The difference is that Jeremiah wouldn’t have just heard what rebellion was like. He would have seen it, felt it and even smelled it. Having felt the smoothness of the linen next to his skin, it would have upset him inside when he saw that same piece of luxury reduced to rot. God’s prophecy was no longer a mere message to deliver to Judah on his rounds, but now an urgent burden that had engulfed his whole being through his senses.
This instance and many others (Jeremiah 18, 19, 24, 32, Ezekiel 4, 5, 12, 24, 37), show us not only about God’s creative nature but are a nod back to our very existence. God’s creativity was not in how he utilises Jeremiah senses, but in the truth that he designed him to have senses!
In the beginning, God created a world that resonated with his own nature. Not an accidental, two-dimensional, silent, bland landscape but a purposeful, loud, multi-dimensional, living, breathing masterpiece that cried out to be embraced. Therefore, we live in an ever-changing world that grabs all of our senses, because it was made by a God who is alive, creative, purposeful and reachable.
When God made Adam and Eve they were instantly ready for a physical, living world that they could feel. For example, God brought the animals to Adam so he could interact with them – he didn’t just tell him about them – he let him engage with them (Gen 2). Our senses are not something that theme parks or Nintendo® have discovered!
So what about us? Has the ‘burning bush’ become a gimmick to us? Have the instances where God communicates other than through the ‘audible voice’ become invalid because of their over-use in children’s stories? – a donkey, angel, guiding star, fleece, writing on a wall etc.
God did not use these means just to help us create a children’s bible or action songs on Sundays – he used them to connect with his people with sober and intimate impact.
Furthermore, Jesus was always referring to everyday items for his listeners – seeds, bread, corn, figs, coins, sheep, fish, cups, swords, clothing etc. Not just to relate to them, but because they were things people saw, touched, smelled and tasted!
If you ask a young person to withcall one of their favourite talks, it would highly likely be one that involved a well-told story, an object of some kind, a video clip or one where someone had to volunteer.
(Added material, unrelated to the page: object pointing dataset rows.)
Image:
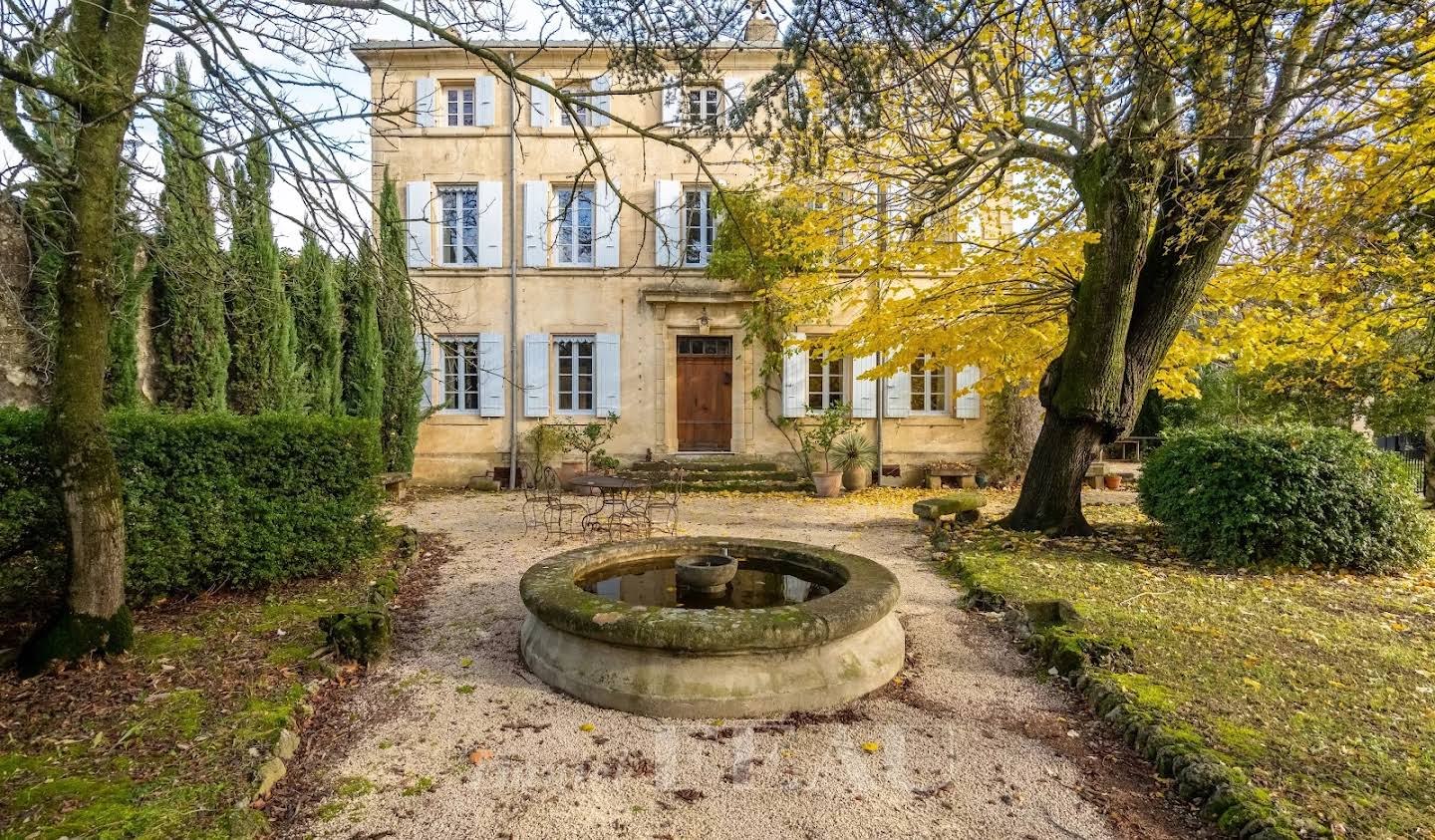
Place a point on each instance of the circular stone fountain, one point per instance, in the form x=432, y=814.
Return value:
x=798, y=628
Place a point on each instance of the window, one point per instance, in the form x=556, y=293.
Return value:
x=929, y=387
x=704, y=107
x=573, y=241
x=827, y=383
x=459, y=355
x=584, y=117
x=700, y=225
x=574, y=374
x=459, y=105
x=459, y=205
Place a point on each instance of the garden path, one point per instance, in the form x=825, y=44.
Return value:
x=453, y=738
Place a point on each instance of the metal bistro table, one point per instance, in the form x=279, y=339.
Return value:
x=615, y=490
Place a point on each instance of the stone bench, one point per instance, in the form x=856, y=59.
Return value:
x=958, y=508
x=1098, y=471
x=963, y=478
x=395, y=484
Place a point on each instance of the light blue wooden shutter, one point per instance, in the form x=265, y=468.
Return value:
x=672, y=101
x=425, y=103
x=491, y=374
x=669, y=243
x=864, y=391
x=535, y=375
x=485, y=97
x=609, y=374
x=606, y=224
x=602, y=100
x=736, y=91
x=489, y=224
x=418, y=194
x=428, y=394
x=794, y=377
x=968, y=403
x=535, y=224
x=899, y=393
x=864, y=197
x=538, y=104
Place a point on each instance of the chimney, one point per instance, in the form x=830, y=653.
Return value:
x=760, y=29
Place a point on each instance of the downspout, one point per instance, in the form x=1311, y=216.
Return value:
x=512, y=282
x=881, y=383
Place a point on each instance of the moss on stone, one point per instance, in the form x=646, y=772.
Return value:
x=361, y=635
x=863, y=593
x=72, y=637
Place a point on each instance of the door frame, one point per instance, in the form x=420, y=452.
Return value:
x=732, y=383
x=665, y=407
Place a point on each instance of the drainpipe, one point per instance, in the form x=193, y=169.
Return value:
x=512, y=282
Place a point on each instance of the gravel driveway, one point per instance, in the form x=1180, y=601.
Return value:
x=453, y=738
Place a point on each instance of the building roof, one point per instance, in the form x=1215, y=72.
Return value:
x=371, y=48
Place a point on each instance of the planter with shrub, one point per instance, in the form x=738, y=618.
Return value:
x=855, y=456
x=817, y=438
x=1285, y=495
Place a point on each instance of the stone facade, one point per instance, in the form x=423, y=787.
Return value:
x=482, y=169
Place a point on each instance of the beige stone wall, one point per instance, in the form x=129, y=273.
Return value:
x=649, y=306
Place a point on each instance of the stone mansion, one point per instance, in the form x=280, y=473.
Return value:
x=563, y=303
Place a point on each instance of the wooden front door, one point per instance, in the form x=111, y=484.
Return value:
x=704, y=394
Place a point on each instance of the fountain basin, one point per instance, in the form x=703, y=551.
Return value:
x=705, y=572
x=817, y=648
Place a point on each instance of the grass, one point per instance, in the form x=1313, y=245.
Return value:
x=1320, y=687
x=156, y=742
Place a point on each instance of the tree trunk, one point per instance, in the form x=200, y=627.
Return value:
x=1429, y=459
x=94, y=618
x=1050, y=491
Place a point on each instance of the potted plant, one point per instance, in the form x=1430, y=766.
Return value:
x=603, y=462
x=545, y=441
x=817, y=436
x=589, y=438
x=855, y=456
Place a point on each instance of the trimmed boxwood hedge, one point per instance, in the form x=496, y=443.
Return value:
x=1285, y=495
x=209, y=498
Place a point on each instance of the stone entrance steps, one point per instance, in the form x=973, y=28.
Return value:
x=723, y=474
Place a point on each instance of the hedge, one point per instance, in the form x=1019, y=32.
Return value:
x=211, y=500
x=1285, y=495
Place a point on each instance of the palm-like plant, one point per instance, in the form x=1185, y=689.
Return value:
x=854, y=449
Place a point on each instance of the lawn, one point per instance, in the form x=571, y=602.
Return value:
x=1320, y=687
x=162, y=741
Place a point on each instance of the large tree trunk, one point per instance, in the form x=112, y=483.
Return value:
x=1050, y=491
x=95, y=618
x=1163, y=227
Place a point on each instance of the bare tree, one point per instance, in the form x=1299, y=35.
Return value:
x=271, y=69
x=1154, y=121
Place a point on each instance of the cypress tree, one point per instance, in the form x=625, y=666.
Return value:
x=402, y=375
x=313, y=286
x=364, y=349
x=191, y=347
x=123, y=374
x=261, y=322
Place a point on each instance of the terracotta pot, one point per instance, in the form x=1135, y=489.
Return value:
x=566, y=471
x=857, y=477
x=828, y=484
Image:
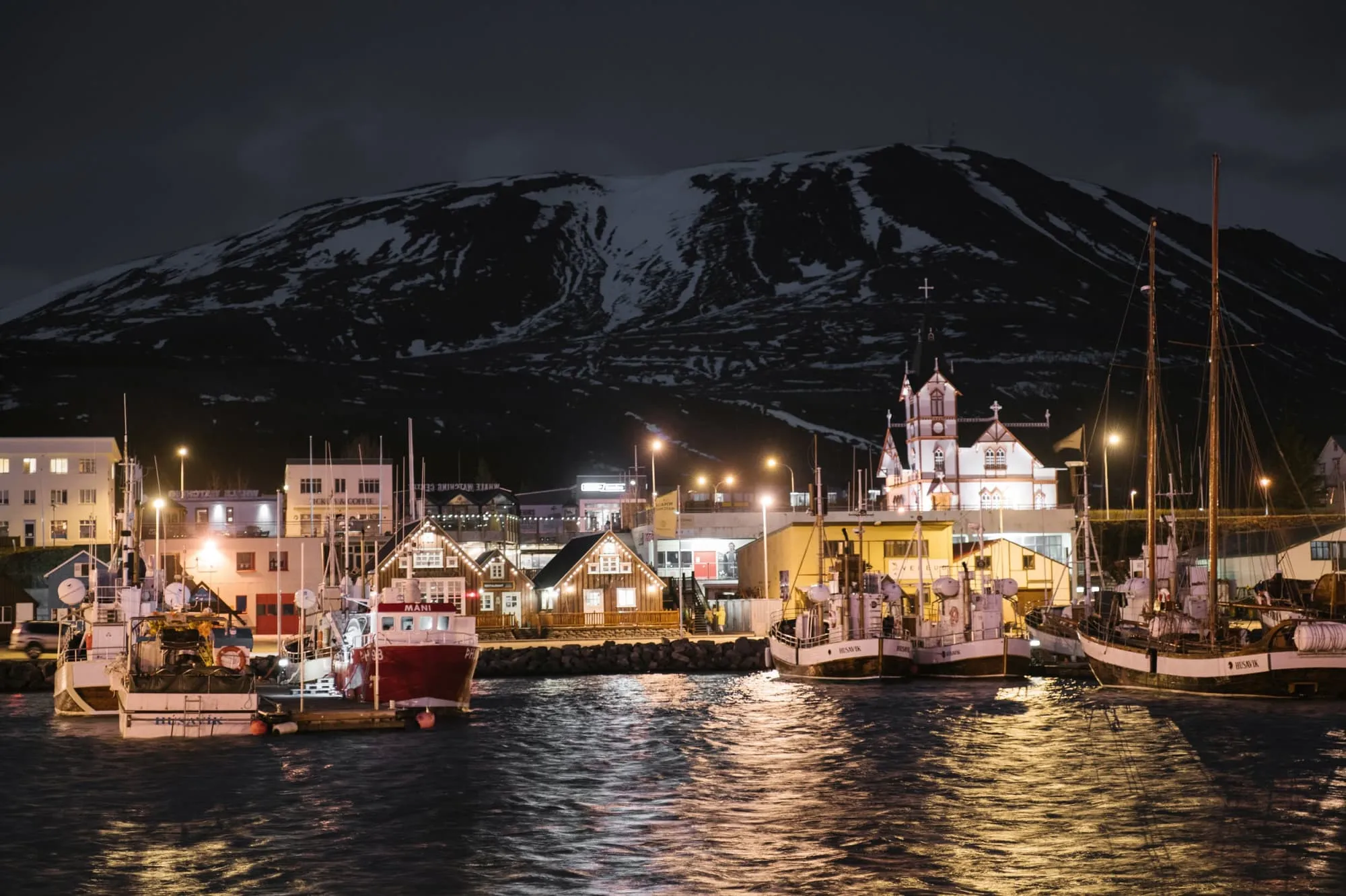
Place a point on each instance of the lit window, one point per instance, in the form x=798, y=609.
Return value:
x=429, y=559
In conclusion then, it shouldn’t surprise us when the most talked about sessions are ones where young people weren’t just spoken to. God purposefully made us with five senses, so using them all shouldn’t be a ‘gimmick’… it should be a ‘given’.
Connecting… please wait!
So next time you plan a talk or a study or a detached session, ask yourself:
- Is it engaging the young person through more than one of their senses?
- Will the intervention remain with them for longer than the event?
- Are you just communicating with young people or are you ‘connecting’ with them?
- Is your youth work ‘pushing the senses’?